We actually thought of heading for a drive around Sirey Island, but it was getting late, and Sirey is on the far east side of town... we instead headed to the north side of town and the hill which most people call Monkey Hill, although it's really called Khao To Sae. We'd not been here for a while.. could have been a couple of years actually. There is a narrow road right to the top where you find many TV aerials. The monkeys are also nearer the top, where we have been before - this photo taken in 2007:

Monkeys at Monkey Hill, Phuket

This time we drove as far as the shrine - a very interesting little place which I'd like to know more about. The shrine is called Chao Por To Sae.. I need to ask my wife to research a little with some Thai Google searches. The shrine features tigers and monkeys. It's built into the hillside surrounded by tropical foliage.

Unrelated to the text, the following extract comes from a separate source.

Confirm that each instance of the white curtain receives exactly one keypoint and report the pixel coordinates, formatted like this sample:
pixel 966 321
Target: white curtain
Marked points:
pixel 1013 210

Shrine at Monkey Hill, Phuket

Tigers roam outside guarding the shrine. Inside at the very back of the wall are 3 figures which are called To Sae Kao, To Sae Daeng and To Sae Dam. (Kao = White; Daeng = Red; Dam = Black). Although it appears to be a Buddhist or Chinese shrine, the figures all have the Islamic crescent and star on the wall behind them. Interesting place. A girl came to say prayers while we were there.

Monkey Hill Shrine, Phuket

Meanwhile my son was more interested in posing with the many tiger images outside the shrine. The whole shrine is full of tigers, this one being the scariest:

Tiger at Monkey Hill shrine

We had no plan to walk to the very top of the hill, that would be foolhardy! We just walked up until we found a view. A little exercise before dinner. Many local people come here to walk, ride bikes or run. The road is quite steep, so even a gentle walk is enough to burn a few calories. These guys were being more energetic, and with all their huffing and puffing still managed a smile :)

Cycling up Monkey Hill

Some way below the "monkey line" we stopped where a gap in the trees allowed views to the east and south. A good place to stop and pose for photos. A number of other people had the same idea. One man was taking photos of his dog. One tree covered hillside looked almost autumnal...

Autumn foliage?

And the same photo with some messing around on Photoshop:

Autumn foliage? Part 2

Good for the kids to get some exercise too. Kids these days are easily distracted by their Nintendo games or watching movies or (God forbid!) reading books... we try to keep our kids active physically and mentally. Not too much.. keep it enjoyable. Now follows one of my favourite photos ever. Our kids. You want to know about my life in Phuket - this is it.

My life in Phuket

And another favourite. Earlier the same day, my daughter and I had been having a long discussion argument about the value of reading books. Not cartoon books, but real books with words. I think that this day was important in my daughter's life. In the last few days since this walk she has read Alice in Wonderland which starts rather wonderfully with Alice stating that she does not like books without pictures. I called my daughter "Alice" for a couple of days. Anyway, here she is with her mum, enjoying each others company, walking back down Monkey Hill.

Mother and daughter

I remember when we last came, a restaurant was being built just below the shrine, not so far up the hill but still quite a good viewpoint. The restaurant is now open, it's called "Green Forest" and we will go back sometime - just stopped for a drink this time. The menu was full of local food - a lot of salads and seafood. Looks good.

Green Forest Restaurant

Update 2012 - Green Forest Restaurant now blogged!

Phuket Town seen from Monkey Hill

The view above looking to the southeast across Phuket Town from the restaurant. You can see the Royal Phuket City Hotel and the Thavorn Grand Plaza Hotel and behind that is Khao Khad hill and view point. Although I live here, sometimes the time is limited for exploring (yeh, I have a job working 6 days a week). Nice to revisit a place and find that there might be a good meal waiting in the future! We do try to get out and explore on days off but some days we have work to do around the house, feel lazy and just head somewhere local. Phuket has enough little places of interest that we can keep going back and there's always something new to see.